Yesterday, I said goodbye to my best friend for 14 years. I am bereft.
In my head, I know it was the right decision. I did not want him to have a minute of suffering or pain or fear. I wanted his life to be one of comfort and joyous moments. But the one thing I could not protect him from was time. And time can be a vicious victor. His steps had become slow and halting. He was often confused and hesitant. It broke my heart when he would bark for help and I would find him stuck in a corner because he had forgotten how to negotiate walls.
On his last day, he spent the morning curled up by my side and in front of a cozy fire. We walked on the beach one last time. He took his last breath in my arms with me whispering 'such a good boy' in his ear.
Why am I so sad? It's not just that I will miss his presence in my life. That will be a lifelong truth. But I have memories and photos of his time on this earth and they should console me. They don't.
I am heartbroken and distressed. I answered a question for my beloved Abba for which I have no answer. I ended a little body that was living and breathing and moving. I took life away from another living thing. One minute he was alive and the next, he wasn't. Because of me. Did I make the right decision? I wanted to save him from experiencing suffering, but is life so precious that we should value it at whatever cost? Should pain and suffering even be negotiable? Perhaps wrestling with this decision will prepare me for my own decisions about my end of life.
I have cried so many tears that when I woke this morning after only an hour or two of sleep, my eyes felt bruised and achy. And this I know - the anguish I feel is because of an ending. An exceptional thing in my life, a spark of joy in my life, has irrevocably ended.
Right now, it seems this is life - an accumulation of losses. Why do people say all good things must come to an end? Because that is our human experience. Everything good in our life ends and we grieve the loss. We never stop grieving the loss, and so each new loss meshes into a shroud over us of endings and goodbyes. Is this to remind us, repeatedly, that we also are transitory? To be human is to know loss, to know sadness, to know anguish. And yet, even as I feel overwhelmed at this moment, I am reminded of my connection to other humans who have also known these things. It is bittersweet, this reminder.
This, I know, is true. When I am drowning in misery and sorrow, the human connection saves me. The realization that all of us have been here. I cling to that like a life preserver.
Amy Miller
HIGHER LOVE
At the emergency animal clinic, I’m standing
in the bathroom thinking the crying room—
big and softly lit, a plant in a corner, the walls
airbrushed in grays and browns. The only place
in the building you can be alone. I remember
meeting a woman one night in this clinic waiting
for her Collie, injury treated, disaster over,
big bill paid. She told me she’d lost count
of how many times she’d been there over the years.
This is the first one I’ve brought home alive.
It’s the 4th of July weekend and hell’s broken loose
out there, the stories I heard in the lobby—bitten
by another dog, hit by a car, ate a box of candy,
foaming at the mouth from some new med.
My own cat 16 years old and stricken down
so suddenly that all he could do was lie
like a fallen tree and watch me though the vents
in the carrier all during the half-hour drive.

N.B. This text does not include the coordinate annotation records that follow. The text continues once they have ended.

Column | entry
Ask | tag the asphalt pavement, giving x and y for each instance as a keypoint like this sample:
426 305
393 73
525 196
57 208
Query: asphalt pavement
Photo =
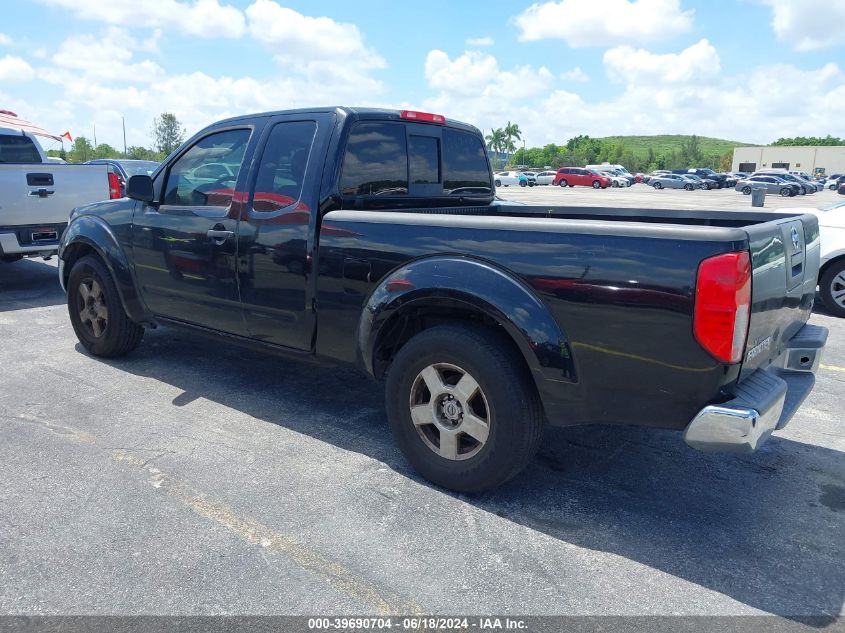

The stay is two days, the bill two pages long,
and now I’m standing here in the bathroom thinking
of people crying, though they say I can bring him
home tomorrow, just one more night of fluids
under the futuristic hoses and wires and dark-faced
monitors, his orange body blanketed in a warm balloon
of air while the vet tech types numbers on a pad,
a distant dog shrieking, a sound I can still hear,
that carries through God knows how many walls.
I wash my hands and push through the door
into the lobby and hold it open because a woman
is running toward me, her face swollen as a bee sting,
wet, her shoulders convulsing, a sound drowning
in her mouth. She rushes past, and I don’t dare
look, but I can see everyone—the lobby full, couples
and singles and families, some waiting with a dog
or a cat, some sitting alone with their phones and Cokes
from the machine, maybe fifteen people, every one
looking at her, and—reader, you have to see this—
every one with a face full of love and complete
recognition. No judgment, irony, glad-it’s-not-me,
a whole room of understanding while she pulls
the door shut and latches it to cry for the baby
that I now see—I remember this man from earlier,
how she sat with him in the waiting room when I did—
and in his arms he carries a small body, terrier-size,
wrapped tight in a blue blanket head to foot,
motionless as he bears it through the front door
into the parking lot. I follow him out,
but I can’t see any more—how gently he lays it
on the back seat, I’m guessing—because I’m
getting in my own car, eyes down, letting him
have his peace alone. To intrude, to help—
it just isn’t done, or I don’t know how, and neither
did anyone back there, though we all know exactly
how high that love goes, most of us with no kids
or ones that are grown, most of us lying in bed at night
with a dog or cat snoring softly in the half-light,
the not quite deep-death night but the still-living kind
that makes us want to stay awake an hour longer,
the air outside alive with tires on the road and those crickets
that only started up a week ago and now sound like
they’ll keep singing that aria forever, even when
we all know sooner or later it will have to end.